Cinema Without Borders: Sweet Dreams—Colonial crimes

In this weekly column, the writer explores the non-Indian films that are making the right noises across the globe. This week, we talk about Ena Sendijarevic’s Sweet Dreams 
Cinema Without Borders: Sweet Dreams—Colonial crimes

Ena Sendijarevic’s Dutch-Indonesian film Sweet Dreams can be easily relocated to India during British rule. In fact, we have had cinema and literature abounding in similar narratives of colonial entitlement and the concomitant exploitation of the natives. What sets Sendijarevic’s gaze at the power dynamics of colonialism apart is its refusal to pander to the usual binaries of good and bad, hero and villain, oppressed and the oppressor. There is a refusal to straitjacket things which makes for a far more intriguing exploration; one which oscillates between the horrifying and the fascinating, one in which the victim might turn out having agency with the victimizer ending up a fool. 

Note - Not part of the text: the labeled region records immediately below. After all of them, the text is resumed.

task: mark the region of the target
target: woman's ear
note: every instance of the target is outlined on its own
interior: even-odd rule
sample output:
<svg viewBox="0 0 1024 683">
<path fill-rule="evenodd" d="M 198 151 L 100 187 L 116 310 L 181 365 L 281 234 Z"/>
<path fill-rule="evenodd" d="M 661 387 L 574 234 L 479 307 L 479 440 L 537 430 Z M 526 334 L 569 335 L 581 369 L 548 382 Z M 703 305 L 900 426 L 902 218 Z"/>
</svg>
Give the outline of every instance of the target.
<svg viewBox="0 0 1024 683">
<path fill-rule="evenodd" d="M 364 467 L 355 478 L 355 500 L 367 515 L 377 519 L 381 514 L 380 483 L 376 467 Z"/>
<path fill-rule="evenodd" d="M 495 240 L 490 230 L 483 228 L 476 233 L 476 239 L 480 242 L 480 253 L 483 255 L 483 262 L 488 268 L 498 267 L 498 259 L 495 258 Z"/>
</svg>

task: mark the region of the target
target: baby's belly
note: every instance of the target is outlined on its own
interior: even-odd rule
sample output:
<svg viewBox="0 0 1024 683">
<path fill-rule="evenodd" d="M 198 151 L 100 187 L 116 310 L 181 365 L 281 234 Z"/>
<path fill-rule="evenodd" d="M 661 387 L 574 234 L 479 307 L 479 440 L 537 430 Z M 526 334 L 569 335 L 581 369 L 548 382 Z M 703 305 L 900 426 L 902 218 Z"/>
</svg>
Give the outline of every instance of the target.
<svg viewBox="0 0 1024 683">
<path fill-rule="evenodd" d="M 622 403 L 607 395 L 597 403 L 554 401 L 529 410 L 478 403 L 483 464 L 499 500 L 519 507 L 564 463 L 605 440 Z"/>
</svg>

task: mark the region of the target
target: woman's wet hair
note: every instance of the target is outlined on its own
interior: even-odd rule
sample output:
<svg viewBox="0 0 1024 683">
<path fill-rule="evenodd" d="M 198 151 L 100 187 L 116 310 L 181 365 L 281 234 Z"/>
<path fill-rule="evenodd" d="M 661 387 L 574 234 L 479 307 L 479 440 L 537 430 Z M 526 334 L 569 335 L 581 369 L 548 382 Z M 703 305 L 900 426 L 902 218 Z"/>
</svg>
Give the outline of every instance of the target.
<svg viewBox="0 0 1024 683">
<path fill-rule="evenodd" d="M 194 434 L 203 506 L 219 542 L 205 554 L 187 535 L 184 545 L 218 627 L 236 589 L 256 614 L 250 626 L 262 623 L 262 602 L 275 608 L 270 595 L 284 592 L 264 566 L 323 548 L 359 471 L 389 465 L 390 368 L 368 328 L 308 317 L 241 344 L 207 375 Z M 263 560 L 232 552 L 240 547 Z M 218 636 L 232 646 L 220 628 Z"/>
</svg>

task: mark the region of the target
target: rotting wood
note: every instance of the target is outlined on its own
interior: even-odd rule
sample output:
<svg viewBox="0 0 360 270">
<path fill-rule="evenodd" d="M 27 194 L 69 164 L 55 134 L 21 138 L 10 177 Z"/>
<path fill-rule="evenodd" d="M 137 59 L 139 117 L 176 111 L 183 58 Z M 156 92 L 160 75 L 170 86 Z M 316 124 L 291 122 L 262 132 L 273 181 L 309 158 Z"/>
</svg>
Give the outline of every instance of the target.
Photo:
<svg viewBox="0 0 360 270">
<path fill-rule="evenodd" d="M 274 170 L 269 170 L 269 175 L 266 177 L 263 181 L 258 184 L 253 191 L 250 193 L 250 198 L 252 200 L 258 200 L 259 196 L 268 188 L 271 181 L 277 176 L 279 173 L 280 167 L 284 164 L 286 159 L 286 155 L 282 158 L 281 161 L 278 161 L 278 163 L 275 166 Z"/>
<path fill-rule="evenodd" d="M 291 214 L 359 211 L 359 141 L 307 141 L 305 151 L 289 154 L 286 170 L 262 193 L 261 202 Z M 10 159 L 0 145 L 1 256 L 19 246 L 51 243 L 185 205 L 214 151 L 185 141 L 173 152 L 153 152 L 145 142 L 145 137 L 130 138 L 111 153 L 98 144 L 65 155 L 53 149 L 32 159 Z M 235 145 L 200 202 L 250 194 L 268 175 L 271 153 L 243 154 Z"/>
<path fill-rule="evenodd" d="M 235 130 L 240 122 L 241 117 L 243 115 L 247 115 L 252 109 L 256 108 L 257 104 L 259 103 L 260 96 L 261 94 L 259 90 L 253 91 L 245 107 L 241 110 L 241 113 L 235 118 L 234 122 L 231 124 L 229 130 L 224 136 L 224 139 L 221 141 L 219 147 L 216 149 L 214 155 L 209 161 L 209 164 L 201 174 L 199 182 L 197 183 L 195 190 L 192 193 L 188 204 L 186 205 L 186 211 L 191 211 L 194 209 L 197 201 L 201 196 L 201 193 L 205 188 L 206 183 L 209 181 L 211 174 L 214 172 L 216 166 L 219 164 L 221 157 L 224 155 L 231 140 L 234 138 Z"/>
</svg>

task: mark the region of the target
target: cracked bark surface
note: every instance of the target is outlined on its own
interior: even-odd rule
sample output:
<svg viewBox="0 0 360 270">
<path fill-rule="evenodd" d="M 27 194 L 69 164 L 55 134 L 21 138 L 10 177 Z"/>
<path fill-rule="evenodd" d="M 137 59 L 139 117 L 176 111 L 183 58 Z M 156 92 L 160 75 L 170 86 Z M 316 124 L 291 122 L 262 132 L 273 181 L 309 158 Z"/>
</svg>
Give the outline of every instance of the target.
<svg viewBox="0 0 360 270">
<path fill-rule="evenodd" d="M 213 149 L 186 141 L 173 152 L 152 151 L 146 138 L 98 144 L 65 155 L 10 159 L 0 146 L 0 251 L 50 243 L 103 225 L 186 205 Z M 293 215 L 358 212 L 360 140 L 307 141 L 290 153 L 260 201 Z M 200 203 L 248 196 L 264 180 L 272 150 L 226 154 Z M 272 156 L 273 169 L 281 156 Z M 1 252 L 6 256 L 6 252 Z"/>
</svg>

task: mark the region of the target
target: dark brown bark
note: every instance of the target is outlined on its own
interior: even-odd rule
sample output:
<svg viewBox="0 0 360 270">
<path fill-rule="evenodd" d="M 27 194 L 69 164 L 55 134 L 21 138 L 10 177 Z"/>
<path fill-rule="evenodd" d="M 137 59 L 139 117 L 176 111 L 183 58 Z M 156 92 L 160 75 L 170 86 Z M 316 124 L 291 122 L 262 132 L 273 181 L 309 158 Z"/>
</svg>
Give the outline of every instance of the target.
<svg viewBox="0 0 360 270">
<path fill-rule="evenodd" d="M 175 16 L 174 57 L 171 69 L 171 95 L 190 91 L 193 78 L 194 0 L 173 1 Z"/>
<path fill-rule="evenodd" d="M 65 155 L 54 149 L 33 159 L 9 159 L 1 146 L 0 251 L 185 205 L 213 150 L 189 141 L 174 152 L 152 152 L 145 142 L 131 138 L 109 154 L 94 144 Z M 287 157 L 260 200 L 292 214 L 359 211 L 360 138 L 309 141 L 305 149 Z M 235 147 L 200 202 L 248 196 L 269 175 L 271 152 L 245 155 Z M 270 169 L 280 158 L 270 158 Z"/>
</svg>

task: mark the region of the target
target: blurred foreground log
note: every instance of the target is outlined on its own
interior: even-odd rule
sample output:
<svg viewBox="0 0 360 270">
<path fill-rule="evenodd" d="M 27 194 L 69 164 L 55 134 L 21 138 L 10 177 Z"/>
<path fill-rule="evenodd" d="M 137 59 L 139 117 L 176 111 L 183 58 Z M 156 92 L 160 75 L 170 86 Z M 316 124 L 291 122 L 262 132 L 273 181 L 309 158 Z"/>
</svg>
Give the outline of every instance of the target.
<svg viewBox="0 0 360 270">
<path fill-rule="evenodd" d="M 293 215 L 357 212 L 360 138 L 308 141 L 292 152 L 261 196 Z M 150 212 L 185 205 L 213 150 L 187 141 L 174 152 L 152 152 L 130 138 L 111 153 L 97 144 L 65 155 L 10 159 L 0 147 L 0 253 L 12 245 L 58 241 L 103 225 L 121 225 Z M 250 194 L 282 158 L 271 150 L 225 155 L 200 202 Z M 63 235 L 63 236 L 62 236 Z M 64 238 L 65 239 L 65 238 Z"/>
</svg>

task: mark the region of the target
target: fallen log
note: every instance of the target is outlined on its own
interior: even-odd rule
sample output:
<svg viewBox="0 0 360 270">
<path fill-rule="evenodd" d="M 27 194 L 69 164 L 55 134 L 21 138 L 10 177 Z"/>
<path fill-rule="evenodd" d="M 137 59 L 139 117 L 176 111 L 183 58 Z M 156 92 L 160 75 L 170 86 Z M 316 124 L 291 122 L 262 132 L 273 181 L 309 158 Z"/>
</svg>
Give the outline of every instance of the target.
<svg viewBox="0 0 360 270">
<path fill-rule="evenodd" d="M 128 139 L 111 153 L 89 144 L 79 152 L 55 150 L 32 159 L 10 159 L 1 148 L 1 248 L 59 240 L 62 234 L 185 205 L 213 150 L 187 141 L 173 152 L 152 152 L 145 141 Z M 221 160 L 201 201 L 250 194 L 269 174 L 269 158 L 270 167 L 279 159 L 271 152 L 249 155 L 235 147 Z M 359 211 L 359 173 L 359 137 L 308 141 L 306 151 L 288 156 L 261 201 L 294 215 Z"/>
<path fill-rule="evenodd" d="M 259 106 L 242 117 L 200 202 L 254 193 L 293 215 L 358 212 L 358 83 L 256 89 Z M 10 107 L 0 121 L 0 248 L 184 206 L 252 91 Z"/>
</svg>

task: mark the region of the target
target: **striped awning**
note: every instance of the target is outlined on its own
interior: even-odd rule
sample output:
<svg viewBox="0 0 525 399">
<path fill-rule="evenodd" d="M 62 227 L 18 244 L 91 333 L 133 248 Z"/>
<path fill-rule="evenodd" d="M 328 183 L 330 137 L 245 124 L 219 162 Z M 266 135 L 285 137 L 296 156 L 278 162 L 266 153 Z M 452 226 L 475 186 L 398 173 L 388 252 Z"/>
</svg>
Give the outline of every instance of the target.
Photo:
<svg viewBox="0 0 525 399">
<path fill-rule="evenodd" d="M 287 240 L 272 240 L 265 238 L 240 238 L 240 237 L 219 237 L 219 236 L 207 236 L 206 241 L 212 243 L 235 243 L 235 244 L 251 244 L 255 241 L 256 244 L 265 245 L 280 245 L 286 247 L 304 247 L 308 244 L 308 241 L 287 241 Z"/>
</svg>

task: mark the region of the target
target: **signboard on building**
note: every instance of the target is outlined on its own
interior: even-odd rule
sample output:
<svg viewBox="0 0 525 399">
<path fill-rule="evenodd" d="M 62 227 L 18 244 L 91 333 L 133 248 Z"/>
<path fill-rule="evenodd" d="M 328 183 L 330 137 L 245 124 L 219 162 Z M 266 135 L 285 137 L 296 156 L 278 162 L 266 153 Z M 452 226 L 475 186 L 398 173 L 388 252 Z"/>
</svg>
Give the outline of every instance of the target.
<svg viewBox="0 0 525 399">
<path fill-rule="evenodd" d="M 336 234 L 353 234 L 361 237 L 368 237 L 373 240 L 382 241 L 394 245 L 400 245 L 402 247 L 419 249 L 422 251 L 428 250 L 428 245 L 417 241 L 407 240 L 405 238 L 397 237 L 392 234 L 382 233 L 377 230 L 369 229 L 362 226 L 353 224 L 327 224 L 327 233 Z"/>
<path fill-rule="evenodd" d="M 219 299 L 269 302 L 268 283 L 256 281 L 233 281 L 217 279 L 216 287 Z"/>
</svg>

Sweet Dreams has been chosen as The Netherlands’ official entry for the International Feature Film award at the 2024 Academy Awards. Situated in a remote fictional Indonesian island, Sweet Dreams is about a Dutch sugar plantation owner Jan (Hans Dagelet) and his wife Agathe (Renee Soutendijk) lording over the local inhabitants in the name of bringing civilisation, discipline and culture to the supposedly brute beings. A mission of God as they call it.

Sendijarevic comes to the point quickly after setting up the scenario. So, Jan drops dead one night on returning to Agathe from his daily sojourn with his local housemaid and concubine Siti (Hayati Azis). Desperate to maintain status quo which helps her hold on to the power and the privileges, Agathe coaxes her estranged son Cornelis (Florian Myjer) and his wife Josefien (Lisa Zweerman), to travel from Europe and take over the family estate, plantation and the factory. But that isn’t going to be a cakewalk with the workers uprising and Jan’s will bequeathing all the assets to Karel (Rio Kaj Den Haas), his young illegitimate son from Siti.

The first thing that strikes one about Sweet Dreams is the sumptuousness of its frames and the way the light suffuses them, be it the dense verdant forest or the ornate, opulent interiors of the estate. But all of it has more meaning than the beauty that meets the eye.

There is a distinct visual panache and singular sense of mood and atmospherics that permeate the film. It relies on the power of the visual, uses the colour palette to keep offering cues to underscore the reality of the world of the workers (in black) as opposed to that of their masters (clad in white). So, when one of them, Reza (Muhammad Khan), talks about “killing the parasites”, or asks Siti to leave the estate, live in nature like wild animals and build a new life with him, it’s not just a hint at but a full-blown prediction of the imminent and welcome demise of colonialism.

Sweet Dreams is rooted in history but plays out like a fable or fantasy or a nightmare if you’d call it that. Sendijarevic uses the power of the deadpan to make a larger political point, be it in the blunt, automated, staccato way in which the story progresses or the deliberately poker-faced performances of the key players.

The characters themselves personify crucial ideas and are repositories of certain values yet can throw a surprise at the audience with an unanticipated turn. Josefien, a typical frail and fragile white beauty, and heavily pregnant at that, may not be able to deal with the heat and the mosquitoes of the tropics but strikes an unusual bond with Reza that forest is a witness to. However, some relationships deserved a deeper exploration, the loving bond between Jan and Karel, for instance. The ensemble is in fine fettle with Azis as Siti capping it with her droll dissent.

Sendijarevic’s film might be a tale that has been oft told, about the power struggles, corruption and chaos of colonialism, but is imbued with a stylistic audacity that engages and beguiles by turn.